Stessa cosa per vari “balletti” dei poliziotti sparsi qua e là per tutta l’opera.
La quadriglia del quarto atto è quasi completamente immobile, non succede praticamente nulla.
L’ubriacone che entra continuamente è troppo sforzato.
Insomma, nulla di che, forse si poteva riprendere la Carmen di Deflo (che pure a scene era minima).
Quanto alla musica, non si sentiva praticamente quasi nulla dell’orchestra salvo i forte e i fortissimo; palcoscenico e buca quasi sempre sfasati. Le voci si sentivano pochissimo, incertezze continue (e ci credo, con le poche prove che fanno …..); Aronica ha sicuramente una gran voce, ma è anche una bella voce?
Boh, sono molto perplesso …………….
Da questa recensione sembrerebbe di non doversi preoccupare tanto della critica per la regia, ma della stroncatura dell’Opera causata dalla pioggia. Cantare, suonare e dirigere in quelle condizioni…..
Giornaledellamusica.it 25 luglio 2012 La Carmen in pantaloni
Allo Sferisterio di Macerata
” Una Carmen essenziale, violentemente realistica e drammaticamente calata nella contemporaneità è quella presentata dalla regista Serena Sinigaglia a Macerata Opera Festival. Nessun riferimento al folklore spagnolo e a zingari stereotipati: in scena sono piuttosto la passione, la sete di libertà e la morte, qui presentati con linguaggi gestuali e scenici scarni, crudi, osceni nel loro essere diretti e veri.

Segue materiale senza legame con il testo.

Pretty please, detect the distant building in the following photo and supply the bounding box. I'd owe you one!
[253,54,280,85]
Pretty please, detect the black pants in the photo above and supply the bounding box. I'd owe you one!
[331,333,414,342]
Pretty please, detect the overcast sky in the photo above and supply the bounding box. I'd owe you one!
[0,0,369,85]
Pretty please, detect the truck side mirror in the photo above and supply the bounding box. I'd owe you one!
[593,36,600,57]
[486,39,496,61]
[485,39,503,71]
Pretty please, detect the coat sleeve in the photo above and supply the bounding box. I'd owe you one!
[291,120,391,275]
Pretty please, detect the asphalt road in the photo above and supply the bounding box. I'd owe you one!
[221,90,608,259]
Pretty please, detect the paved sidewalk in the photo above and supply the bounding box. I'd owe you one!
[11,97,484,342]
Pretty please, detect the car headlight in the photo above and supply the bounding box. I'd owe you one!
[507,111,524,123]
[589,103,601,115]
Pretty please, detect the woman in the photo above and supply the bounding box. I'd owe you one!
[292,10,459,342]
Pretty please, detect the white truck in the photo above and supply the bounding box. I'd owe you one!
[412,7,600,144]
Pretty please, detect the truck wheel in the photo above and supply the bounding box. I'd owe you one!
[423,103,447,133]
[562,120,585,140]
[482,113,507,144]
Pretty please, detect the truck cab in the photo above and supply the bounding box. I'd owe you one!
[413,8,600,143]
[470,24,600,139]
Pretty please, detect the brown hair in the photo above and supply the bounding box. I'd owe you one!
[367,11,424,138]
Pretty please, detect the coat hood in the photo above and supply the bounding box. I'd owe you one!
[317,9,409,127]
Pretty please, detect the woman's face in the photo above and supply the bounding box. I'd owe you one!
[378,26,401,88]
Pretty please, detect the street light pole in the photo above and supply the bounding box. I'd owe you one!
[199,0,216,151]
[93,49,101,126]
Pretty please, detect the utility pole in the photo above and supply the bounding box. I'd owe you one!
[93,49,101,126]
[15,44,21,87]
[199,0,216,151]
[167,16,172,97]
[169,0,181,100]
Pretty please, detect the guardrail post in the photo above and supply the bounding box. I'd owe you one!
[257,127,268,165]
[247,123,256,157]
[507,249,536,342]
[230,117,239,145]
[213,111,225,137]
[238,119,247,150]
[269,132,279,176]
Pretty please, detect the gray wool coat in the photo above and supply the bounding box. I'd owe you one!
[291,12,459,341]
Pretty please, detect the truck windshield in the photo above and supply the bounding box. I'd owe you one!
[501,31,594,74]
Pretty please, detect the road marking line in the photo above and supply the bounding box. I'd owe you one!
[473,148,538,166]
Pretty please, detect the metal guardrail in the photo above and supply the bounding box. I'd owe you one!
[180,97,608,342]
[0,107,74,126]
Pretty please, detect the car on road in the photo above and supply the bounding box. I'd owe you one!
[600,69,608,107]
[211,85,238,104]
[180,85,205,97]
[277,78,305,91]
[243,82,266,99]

Una Carmen di una carnalità quasi primitiva, in pantaloni e gilet, vistosamente tatuata, volgare, sciatta, una cupa prostituta di basso rango che si siede, invero in modo molto poco femminile, a gambe larghe; un luogo “non luogo”, solo fatto di terra e mucchi di terra, sullo sfondo uno squarcio del muro, unici arredi cassette di plastica, bottiglie vuote, scatoloni, sacchetti per trasportare le proprie povere cose. Non cambi di costume, né di scena, solo linee di transenne che vengono spostate per evocare i luoghi. La Sinigaglia si è ispirata alla chabola di Siviglia, dove vive oggi in Europa la più grande comunità gitana. Nelle ambientazioni di questa periferia degradata la liaison de scène è per lo più un danzatore (?) nei panni di un giovane alcolizzato, bottiglia in mano, che si trascina sul palcoscenico, semi incosciente. E del resto l’alcol la fa da padrone, con Escamillo che entra in scena anche lui armato di bottiglia, e Carmen che trasforma in strumenti percussivi due bottiglie di birra. Nel complesso, un’interpretazione non molto esaltante, vuoi per il maltempo, che ha fatto interrompere lo spettacolo per dieci minuti a metà del secondo atto e poi definitivamente all’inizio del quarto; vuoi per l’assenza di eccellenze canore (Carmen, Micaela e don Josè dignitosi, Escamillo con poca voce) vuoi per l’orchestra non sempre ben allineata con il canto.”